To gain further insight into the cell cluster-specific regulatory network associated with KLF6, we compared its target genes in vRG and oRG cell clusters. KLF6 targets in vRG are most significantly related to biological processes that include responsiveness to abiotic stimulus and organic substances, regulation of apoptosis, neurogenesis or cell migration (corrected P-value<0.01). By contrast, in the oRG cluster, the KLF6 transcriptional network is significantly over-represented in genes linked to cholesterol and steroid biosynthesis, as indicated by GO terms such as cholesterol metabolism, regulation of cholesterol biosynthesis by SREBF and steroid biosynthesis or steroid metabolic process (corrected P-value<0.01; Fig. 3C,D; Table S3). To test for temporal differences in gene expression, we compared early and late radial glia at neurogenic stages and did not identify KLF6 or KLF6 cholesterol-related genes as statistically significant differentially expressed genes (Fig. S4D).
We performed a similar analysis on an independent dataset (Polioudakis et al., 2019) and, although we did not obtain a clear discrimination for KLF6 roles in radial glia cell subtypes (with few terms related to steroids in radial glia; Table S3), when we examined the KLF6 transcriptional network reported in Polioudakis et al. (2019), an enrichment for cholesterol metabolism emerged (corrected P-value<0.01; Table S3). Additionally, we observed a recapitulation of the statistically significant GO terms related to oRG fate (cholesterol biosynthesis pathway, or cholesterol metabolism; corrected P-value<0.05) when analyzing the integrated dataset [reference dataset with prefrontal and visual cortical samples from Bhaduri et al. (2021)]. However, in this case, we found a more similar profile in vRG as well (Table S3).
We found KLF6 target genes across the four sequentially activated gene expression programs detected by piNMF, and specifically enzymes of the cholesterol biosynthetic pathway in the latest-activated module in oRG (corrected P-value<0.01). As expected, KLF6 targets present in piNMF modules were enriched in cholesterol metabolism exclusively in the latest oRG module (Table S4). Lastly, in agreement with the reported roles of KLF6 as a regulator of cholesterol metabolism via activation of mTOR signaling and sterol regulatory element binding TFs (Syafruddin et al., 2019), we detected the mTOR signaling-related platelet-derived growth factor receptor PDGFRB and insulin-like-growth factor binding protein IGFBP2 as well as the GO term ‘activation of gene expression by SREBF′ in the late piNMF module 4 (corrected P-value<0.01; Table S4; see also Table S5).

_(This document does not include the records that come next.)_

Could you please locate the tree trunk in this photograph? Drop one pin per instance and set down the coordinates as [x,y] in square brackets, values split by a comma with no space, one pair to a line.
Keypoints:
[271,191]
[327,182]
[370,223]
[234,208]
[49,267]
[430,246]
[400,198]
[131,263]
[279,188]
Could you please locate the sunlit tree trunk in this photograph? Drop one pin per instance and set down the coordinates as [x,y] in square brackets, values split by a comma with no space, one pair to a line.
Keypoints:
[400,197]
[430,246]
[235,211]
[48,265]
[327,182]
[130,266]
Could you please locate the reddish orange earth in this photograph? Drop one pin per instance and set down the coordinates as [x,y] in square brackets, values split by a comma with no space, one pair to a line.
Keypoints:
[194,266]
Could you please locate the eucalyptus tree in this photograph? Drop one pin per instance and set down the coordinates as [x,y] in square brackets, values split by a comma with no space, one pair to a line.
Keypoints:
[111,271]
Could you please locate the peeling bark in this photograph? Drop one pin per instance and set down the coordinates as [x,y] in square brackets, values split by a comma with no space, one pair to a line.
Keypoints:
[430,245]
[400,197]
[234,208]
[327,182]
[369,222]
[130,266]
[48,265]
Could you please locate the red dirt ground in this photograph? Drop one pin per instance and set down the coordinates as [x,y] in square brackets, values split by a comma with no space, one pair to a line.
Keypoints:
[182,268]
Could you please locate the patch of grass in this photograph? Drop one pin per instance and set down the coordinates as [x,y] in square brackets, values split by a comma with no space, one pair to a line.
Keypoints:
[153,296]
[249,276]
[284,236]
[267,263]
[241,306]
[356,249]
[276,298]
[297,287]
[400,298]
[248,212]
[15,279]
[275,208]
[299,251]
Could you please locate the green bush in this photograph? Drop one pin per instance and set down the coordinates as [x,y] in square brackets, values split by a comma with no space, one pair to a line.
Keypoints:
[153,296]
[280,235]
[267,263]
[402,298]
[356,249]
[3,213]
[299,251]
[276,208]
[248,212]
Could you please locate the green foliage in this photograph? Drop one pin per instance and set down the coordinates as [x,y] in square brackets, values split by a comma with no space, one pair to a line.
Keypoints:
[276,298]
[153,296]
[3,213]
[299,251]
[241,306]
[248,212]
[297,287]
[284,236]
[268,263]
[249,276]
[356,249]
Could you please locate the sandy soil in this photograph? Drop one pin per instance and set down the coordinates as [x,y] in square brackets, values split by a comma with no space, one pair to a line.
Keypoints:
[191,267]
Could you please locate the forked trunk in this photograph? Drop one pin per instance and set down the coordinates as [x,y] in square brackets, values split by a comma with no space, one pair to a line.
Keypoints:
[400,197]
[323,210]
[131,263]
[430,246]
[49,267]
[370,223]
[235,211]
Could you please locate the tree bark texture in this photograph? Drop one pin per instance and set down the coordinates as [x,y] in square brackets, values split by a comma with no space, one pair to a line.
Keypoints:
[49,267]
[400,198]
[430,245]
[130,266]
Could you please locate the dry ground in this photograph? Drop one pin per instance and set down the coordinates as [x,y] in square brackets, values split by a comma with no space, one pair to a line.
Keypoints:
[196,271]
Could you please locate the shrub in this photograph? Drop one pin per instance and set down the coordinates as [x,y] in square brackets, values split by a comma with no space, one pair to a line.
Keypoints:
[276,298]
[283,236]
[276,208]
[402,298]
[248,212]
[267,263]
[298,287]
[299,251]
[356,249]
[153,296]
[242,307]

To further test the central roles of KLF6 regulatory programs on radial glia, we leveraged the GRN modeling from CellOracle framework to perturb KLF6 expression in silico (Fig. 3E). This KLF6 knockout simulation reveals a prominent impact on radial glia fate, with a shifting in cell state trajectories towards IPs. Taken together, our results reveal a TF, KLF6, acting as a central node for the activation of a cholesterol metabolic program in human radial glia.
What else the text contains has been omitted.